A cozy village located north of Montreal called Saint-Donat hosts the remains of an aviation horror story. In October 1943, a Liberator III crashed atop Black Mountain during a routine flight, killing all 24 people aboard. The wreckage remained lost in the woods for two years after the accident.
It’s believed a mix of bad weather and a mapping error led to the crash, which is said to be the worst accident in Canadian military aviation history. Black Mountain’s height had been accurately recorded on the map, and it’s likely the foul conditions prevented the pilot from spotting the looming landmass until it was too late.
Though locals reported hearing the plane crash into the mountain, it took more than two years to find the wreckage. Authorities first turned to the Saint Lawrence River, believing the aircraft was sunk within its depths.
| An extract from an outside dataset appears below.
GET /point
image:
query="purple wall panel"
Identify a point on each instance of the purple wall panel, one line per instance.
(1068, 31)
The wreck of the Liberator III wasn’t found until June 1946. Its discovery was actually an accident, as the authorities had been searching for a different missing plane. After a pilot noticed the mangled metal glinting in the sun, a search party set off on foot to trek through the woods. They kept their eyes to the sky as they walked. Above them, a plane continually nosedived toward the ground to indicate the location of the wreck toward which they should head.
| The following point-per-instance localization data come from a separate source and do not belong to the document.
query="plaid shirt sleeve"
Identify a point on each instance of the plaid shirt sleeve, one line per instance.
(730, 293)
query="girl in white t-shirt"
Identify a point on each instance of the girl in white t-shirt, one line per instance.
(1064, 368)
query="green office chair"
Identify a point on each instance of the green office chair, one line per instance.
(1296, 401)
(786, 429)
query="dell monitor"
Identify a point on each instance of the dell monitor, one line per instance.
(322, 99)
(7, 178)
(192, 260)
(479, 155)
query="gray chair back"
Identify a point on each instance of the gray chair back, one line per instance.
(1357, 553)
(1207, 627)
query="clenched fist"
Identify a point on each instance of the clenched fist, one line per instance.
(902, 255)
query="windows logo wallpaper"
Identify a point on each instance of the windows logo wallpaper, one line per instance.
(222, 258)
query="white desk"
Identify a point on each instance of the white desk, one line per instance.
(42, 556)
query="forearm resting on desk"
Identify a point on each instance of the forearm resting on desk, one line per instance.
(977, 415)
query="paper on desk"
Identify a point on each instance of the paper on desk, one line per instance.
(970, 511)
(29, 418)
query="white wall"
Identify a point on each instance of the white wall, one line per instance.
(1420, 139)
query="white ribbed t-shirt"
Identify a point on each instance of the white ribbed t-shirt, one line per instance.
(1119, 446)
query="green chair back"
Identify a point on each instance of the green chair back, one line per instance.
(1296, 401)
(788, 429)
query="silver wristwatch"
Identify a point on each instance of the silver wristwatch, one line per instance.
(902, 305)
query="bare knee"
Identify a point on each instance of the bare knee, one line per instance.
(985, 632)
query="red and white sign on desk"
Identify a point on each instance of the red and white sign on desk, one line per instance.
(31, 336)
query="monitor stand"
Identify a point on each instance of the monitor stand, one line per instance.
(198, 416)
Today, a roughly 7.5-mile trail up the mountain leads to the crash site, where walkers can go to contemplate the debris from the crash. There’s also a monument commemorating the lost passengers nearby.
Know Before You Go
The easiest way to access the site is to park by the beginning of the trail, which can be accessed by the Chemin Regimbald. From there, hike up the trail. It's about a three-hour trek, and the crash site is near the peak.
As with any outdoor activity, be aware of the weather. Wear appropriate hiking shoes and be prepared for inclement weather.